Contudo — não vá a apatia levar a nossa avante —, há que reconhecer que “A Oeste Nada de Novo” é um importantíssimo marco no género dos filmes de guerra, a começar, previsivelmente, pelos departamentos técnicos. Em pleno campo de batalha, os tracking shots de James Friend captam a longa e caótica correria do exército até uma promessa de morte e desespero.
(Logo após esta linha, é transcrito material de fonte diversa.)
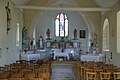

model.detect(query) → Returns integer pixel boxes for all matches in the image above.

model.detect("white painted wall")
[0,0,23,66]
[101,1,120,67]
[33,11,89,51]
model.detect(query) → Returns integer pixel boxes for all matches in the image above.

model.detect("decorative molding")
[15,5,111,11]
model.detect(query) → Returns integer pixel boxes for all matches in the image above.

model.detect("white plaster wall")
[102,1,120,67]
[34,11,89,51]
[0,0,23,66]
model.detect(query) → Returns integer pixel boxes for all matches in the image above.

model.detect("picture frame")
[79,30,86,38]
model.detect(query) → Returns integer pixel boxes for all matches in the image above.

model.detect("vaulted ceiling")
[11,0,119,7]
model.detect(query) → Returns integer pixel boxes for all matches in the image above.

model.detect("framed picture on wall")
[79,30,86,38]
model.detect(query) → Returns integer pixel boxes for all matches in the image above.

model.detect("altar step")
[50,63,76,80]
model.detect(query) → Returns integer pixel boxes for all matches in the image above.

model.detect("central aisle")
[51,62,76,80]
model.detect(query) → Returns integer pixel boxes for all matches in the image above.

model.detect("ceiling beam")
[15,5,111,11]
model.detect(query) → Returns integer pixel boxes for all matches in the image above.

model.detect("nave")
[51,62,76,80]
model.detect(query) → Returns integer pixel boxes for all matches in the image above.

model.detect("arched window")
[103,19,109,51]
[16,23,20,46]
[55,13,68,37]
[117,11,120,53]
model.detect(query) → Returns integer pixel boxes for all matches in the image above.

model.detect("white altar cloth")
[54,52,69,60]
[81,55,103,62]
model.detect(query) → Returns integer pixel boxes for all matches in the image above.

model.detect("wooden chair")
[23,70,36,80]
[10,70,23,79]
[100,72,111,80]
[84,68,94,79]
[37,69,50,80]
[114,72,120,80]
[0,70,10,80]
[86,72,96,80]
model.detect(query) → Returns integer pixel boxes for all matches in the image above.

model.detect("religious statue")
[46,28,50,38]
[5,2,11,34]
[74,29,77,39]
[38,36,44,49]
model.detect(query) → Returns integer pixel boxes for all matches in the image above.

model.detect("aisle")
[51,63,76,80]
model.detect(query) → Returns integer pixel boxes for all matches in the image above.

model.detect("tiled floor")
[51,63,76,80]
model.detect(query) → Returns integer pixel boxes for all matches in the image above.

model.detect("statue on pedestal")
[38,36,44,49]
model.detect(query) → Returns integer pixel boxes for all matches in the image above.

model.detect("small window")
[16,23,20,46]
[55,13,68,37]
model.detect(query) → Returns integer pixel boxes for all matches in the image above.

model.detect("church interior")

Recém-vencedor do Prémio BAFTA para Melhor Fotografia, este não se esquece dos intervalos sossegados nas trincheiras, nos abrigos amadeirados, nas planícies e nas montanhas nevadas.
Pontuados pela calma antes da tempestade — a banda sonora de Volker Bertelmann, também vencedor nos BAFTA, é magistral em ambos os sentidos —, é nestes espaços que as personagens, oriundas da inocência, vivem um dia-a-dia marcado por aborrecimento e pequenos prazeres.
Não com isto dizer que “A Oeste Nada de Novo” tem momentos redundantes ou tediosos. É um filme que reconhece a importância de personagens e do tempo que com elas os espetadores passam. Alguns poderão levantar o desenvolvimento insuficiente dalgumas, mas sublinhe-se que, similar ao que fez Christopher Nolan, Edward Berger extrai desta situação horrível — a guerra — uma natureza solitária, distante dos companheirismos idílicos e sensacionalistas a que Hollywood nos acostumou. No fim da luta, as trincheiras são palcos de medo e degredo, onde a prioridade jamais é substituir uma bandeira colorida por outra.
Não obstante, no filme abundam interpretações e personagens marcantes. Desta vez, Paul Bäumer é encarnado por Felix Kammerer, que exibe um belíssimo trabalho de ator no seu primeiro grande projeto, após uma breve carreira no teatro alemão. Ao duro e irónico Kat deu corpo e voz Albrecht Schuch, fonte dalgum humor, mas não menos sofrido. Já Daniel Brühl, o rosto mais internacional do elenco, conhecido por “Inglourious Basterds” (2009), de Quentin Tarantino, protagoniza um dos segmentos mais interessantes, do lado de quem negociou o armistício, em Novembro de 1918.
Edward Berger, com experiência sobretudo em televisão — realizou a minissérie “Patrick Melrose” (2018) e alguns episódios de “Your Honor” —, não só se superou, como também oferece uma obra de futura referência à sétima arte. Galardoado com os BAFTA de Melhor Filme de Língua Não Inglesa, Melhor Realização e Melhor Filme, “A Oeste Nada de Novo” é uma experiência audiovisual cozinhada no auge das capacidades de quem nela se envolveu, obrigatória para qualquer cinéfilo.
Além disso, talvez o seu maior triunfo seja relembrar que a guerra é este fenómeno sem vitória, sem sentido, sem fim. Tenta-se crer que aquilo que separa as guerras travadas há mais de cem anos e as da atualidade é um maior estado de alerta individual, do cidadão comum que se informa e resiste ao controlo de pensamento. No entanto, a lavagem cerebral de Vladimir Putin e doutros tantos continua a fazer mossa e não tão cedo será desligada da tomada.
Esta resistência ostentada no conforto de pequenos e grandes ecrãs pode muito bem, um dia, ser quebrada pela reinstalação de ameaças populistas, prontas a exigir mãos e facas banhadas em sangue. O término de cada uma não contemplará menos que milhões de homicídios, uma tragédia descomunal.